Suitability of the Arena Approach

It may be taken into account that the studies by Takahashi (2007), by Vonesh and Buck (2007), and by Vonesh and Kraus (2009) not only used different contaminants but also used relatively high concentrations (e.g., estimated after direct applications on the water’s surface), whereas our experimental design was based on relatively low but environmentally and legally relevant concentrations. We did not have a “clear” positive control—e.g., Roundup concentrations ≥2.4 mg a.e./L, which were avoided by treefrogs in Takahashi’s (2007) study—to demonstrate. Such a positive control was not possible in our case due to wild animal welfare rights in Germany; furthermore, they may be far from realistic concentrations in most cases.

Furthermore, the absence of statistically supported effects could simply be an artifact of the experimental design. For instance, the animals could have been stressed (artifact no. 1); the arenas could have been too small such that animals did not perceive the four pools as distinct water bodies (artifact no. 2); the sample size or scoring procedures could have been inadequate (artifact no. 3); Common frogs have relatively strong home site fidelity, which could have influenced their selection (artifact no. 4); and the used pools were too unnatural (artifact no. 5). Calling activity in frogs and courtship behavior of newts argue for lack of stress, so artifact no. 1 can be disregarded. In addition, artifact no. 5 can disregarded because of our arena approach; however, in a parallel experiment, frog pairs were tested and only 2 of 50 females spawned (data not shown). This could have several reasons, among others (e.g., artifacts no. 4 and 5). Further arena approaches should address artifacts no. 2 and 3, although it may be noted that in terrestrial site–selection studies with different vertebrates, animals were usually smaller or similar arenas were used (e.g., Keen 1982; Smith et al. 2003). A larger sample size (arenas, nights, and animals) may change the results. This may be appreciated with the help of a power analysis. In our study design (four different concentrations in one replicate), a power analysis was impossible.

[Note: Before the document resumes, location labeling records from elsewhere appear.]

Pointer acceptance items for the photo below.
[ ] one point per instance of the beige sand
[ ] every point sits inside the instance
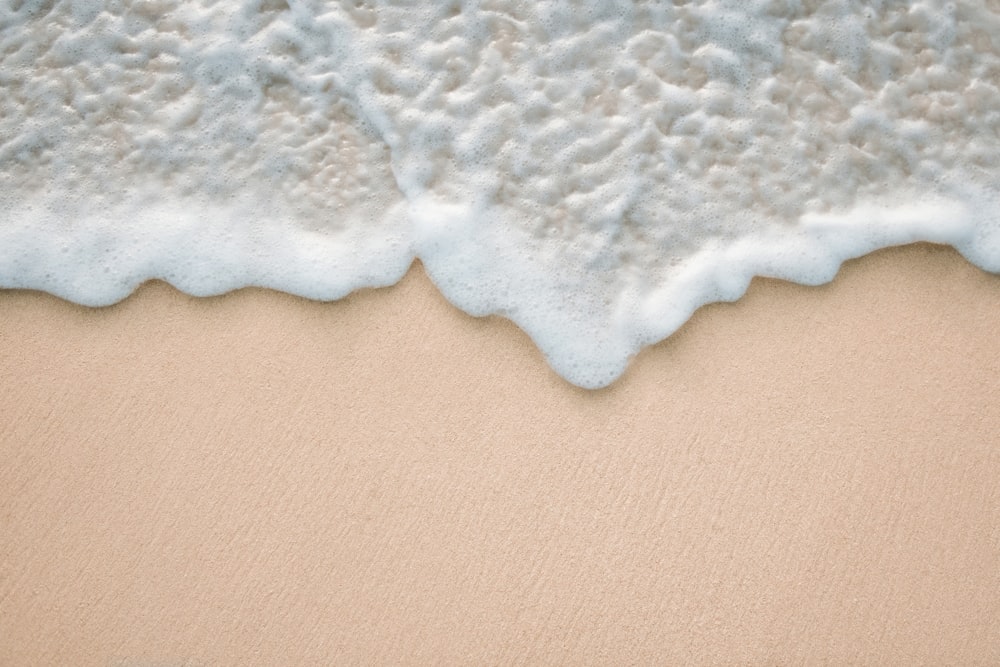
(810, 474)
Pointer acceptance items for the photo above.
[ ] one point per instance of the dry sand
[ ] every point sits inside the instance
(811, 474)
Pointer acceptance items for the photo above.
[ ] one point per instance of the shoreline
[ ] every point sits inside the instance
(806, 474)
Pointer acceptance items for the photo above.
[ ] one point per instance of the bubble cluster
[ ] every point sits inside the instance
(594, 170)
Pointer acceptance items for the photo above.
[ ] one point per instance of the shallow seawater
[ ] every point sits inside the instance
(594, 171)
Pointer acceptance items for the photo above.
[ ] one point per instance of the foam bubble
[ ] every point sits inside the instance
(595, 171)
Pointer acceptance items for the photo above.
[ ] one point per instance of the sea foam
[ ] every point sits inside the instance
(593, 170)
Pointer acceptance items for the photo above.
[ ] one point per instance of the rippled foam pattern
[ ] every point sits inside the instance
(594, 171)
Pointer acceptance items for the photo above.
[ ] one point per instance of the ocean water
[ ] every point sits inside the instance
(593, 170)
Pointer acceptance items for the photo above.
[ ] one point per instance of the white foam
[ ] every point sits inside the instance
(595, 171)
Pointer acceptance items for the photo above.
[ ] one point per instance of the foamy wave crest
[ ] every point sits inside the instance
(593, 170)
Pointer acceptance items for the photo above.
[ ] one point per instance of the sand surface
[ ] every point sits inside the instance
(811, 474)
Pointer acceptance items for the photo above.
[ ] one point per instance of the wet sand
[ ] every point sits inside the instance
(807, 475)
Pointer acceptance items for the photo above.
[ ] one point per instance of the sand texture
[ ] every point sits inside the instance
(808, 475)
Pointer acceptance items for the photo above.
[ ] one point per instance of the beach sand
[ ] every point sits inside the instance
(807, 475)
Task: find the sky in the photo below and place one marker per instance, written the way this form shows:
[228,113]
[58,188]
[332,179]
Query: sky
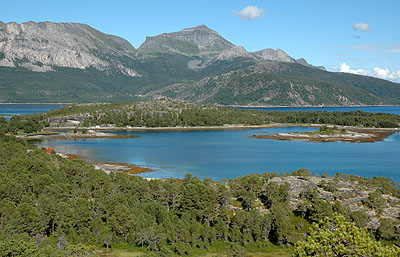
[355,36]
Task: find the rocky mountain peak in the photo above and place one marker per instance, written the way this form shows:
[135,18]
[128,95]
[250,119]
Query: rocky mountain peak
[190,41]
[269,54]
[39,46]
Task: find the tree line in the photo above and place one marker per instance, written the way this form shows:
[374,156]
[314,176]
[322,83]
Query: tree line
[169,113]
[51,206]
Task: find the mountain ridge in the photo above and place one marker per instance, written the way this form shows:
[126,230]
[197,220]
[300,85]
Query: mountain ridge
[73,62]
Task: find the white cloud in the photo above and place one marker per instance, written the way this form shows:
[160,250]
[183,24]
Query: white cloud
[250,13]
[393,49]
[346,68]
[382,73]
[362,47]
[361,27]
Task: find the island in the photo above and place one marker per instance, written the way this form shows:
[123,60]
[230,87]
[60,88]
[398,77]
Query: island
[335,134]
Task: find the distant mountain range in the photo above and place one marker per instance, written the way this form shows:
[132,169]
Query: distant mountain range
[71,62]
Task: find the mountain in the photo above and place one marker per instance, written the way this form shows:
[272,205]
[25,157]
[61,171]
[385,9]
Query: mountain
[71,62]
[276,83]
[192,41]
[40,46]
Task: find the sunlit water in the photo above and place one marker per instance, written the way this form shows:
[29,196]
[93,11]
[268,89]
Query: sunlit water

Because animals stayed longer on land than in the water, a longer observation time during the night would be desirable: Before 20:00 and after 1:00, no or nearly no movement could be observed because all three species are only active at night and are poikilothermic. In summary, it seems necessary to validate the arena approach with further experiments.

Perception and avoidance (shown by residence time) of contaminated water bodies should be investigated by arena approaches; however, to study other (relevant) behavior, such as oviposition site selection, more sophisticated designs are needed (at least for some species). The alternative to arena approaches would be mesocosm approaches, field tests (as have already been performed with North American species), or contamination of natal ponds. Contamination of natal ponds would be unethical. Regarding field tests, one could not rely on a sufficiently high sample size for comparability, they are relatively work- and cost intensive, and the performance is difficult in many cases. Hence, mesocosm experiments with (semi)natural ponds, more space, longer time, and more animals should be preferred. In conclusion, assessing the risk of environmental contaminants on habitat selection of amphibians under standardized conditions remains a difficult task.